Your argument was to put $50,000 in a pre-tax account and invest the rest, rather than prepay taxes. The $50,000 pretax grows to the same $233,048, but income taxes are due on withdrawals leaving you with $146,820 in spendable cash. Your $50k pretax contribution leaves $29,365 that is taxed and reduced to $18,500. Assuming that the remaining $18,500 is invested at 100% tax efficiency (Unicorn ETF with no annual dividends, distributions or investment exchanges) and earned the same 8% return, the account is now $86,228, which is reduced to $70,312 after long term capital gains tax on the growth. $146,820 + $70,312 = $217,132 or LESS than $233,048 of spendable cash in the Roth account.

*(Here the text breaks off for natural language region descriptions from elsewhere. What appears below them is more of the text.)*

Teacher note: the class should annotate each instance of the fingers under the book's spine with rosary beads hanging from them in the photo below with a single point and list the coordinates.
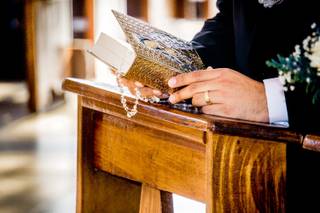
(145, 91)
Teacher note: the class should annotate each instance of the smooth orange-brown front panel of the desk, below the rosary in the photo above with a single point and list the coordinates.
(160, 159)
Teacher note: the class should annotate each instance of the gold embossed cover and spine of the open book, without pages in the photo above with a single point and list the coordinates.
(160, 55)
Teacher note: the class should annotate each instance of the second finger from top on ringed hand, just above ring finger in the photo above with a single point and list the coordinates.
(192, 89)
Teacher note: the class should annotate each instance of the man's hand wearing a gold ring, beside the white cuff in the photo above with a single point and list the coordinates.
(231, 93)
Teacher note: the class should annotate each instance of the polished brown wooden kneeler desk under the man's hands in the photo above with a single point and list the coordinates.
(133, 165)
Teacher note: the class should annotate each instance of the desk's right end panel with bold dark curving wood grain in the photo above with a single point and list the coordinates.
(245, 175)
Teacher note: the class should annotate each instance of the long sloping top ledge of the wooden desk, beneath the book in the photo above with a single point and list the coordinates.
(109, 95)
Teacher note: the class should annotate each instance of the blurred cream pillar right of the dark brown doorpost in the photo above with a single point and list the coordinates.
(54, 36)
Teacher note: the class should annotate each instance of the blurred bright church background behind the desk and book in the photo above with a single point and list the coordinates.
(45, 41)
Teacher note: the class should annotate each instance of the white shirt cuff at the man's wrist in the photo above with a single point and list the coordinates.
(277, 107)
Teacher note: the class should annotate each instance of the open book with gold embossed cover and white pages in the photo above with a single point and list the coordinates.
(151, 56)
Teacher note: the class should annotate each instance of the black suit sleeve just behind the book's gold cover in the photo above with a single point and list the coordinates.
(215, 42)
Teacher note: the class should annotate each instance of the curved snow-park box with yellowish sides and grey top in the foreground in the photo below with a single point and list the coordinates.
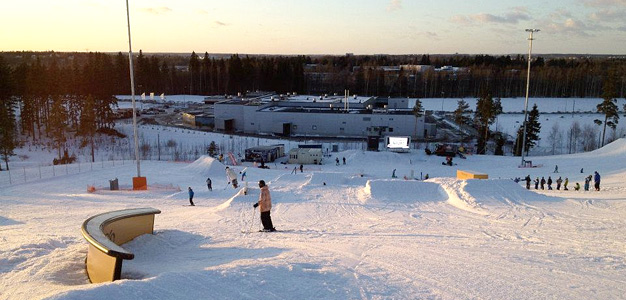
(106, 232)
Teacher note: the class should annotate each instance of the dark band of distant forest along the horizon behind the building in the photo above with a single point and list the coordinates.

IF you could have invested ALL of your money in a pre-tax account the results would have been the same $233K of spendable cash. The problem is that the money you "saved" in taxes gets taxed and the earnings on that also get taxed.

Summary: This strategy works well for people who are limited by the IRS 415c limits. If you expect to remain in the same tax bracket at retirement, you are better off with a Roth.

This is just one basic example, there are numerous combinations and permutations of income tax and capital gains tax that can impact the numbers. Every investor has unique circumstances that will impact their decision.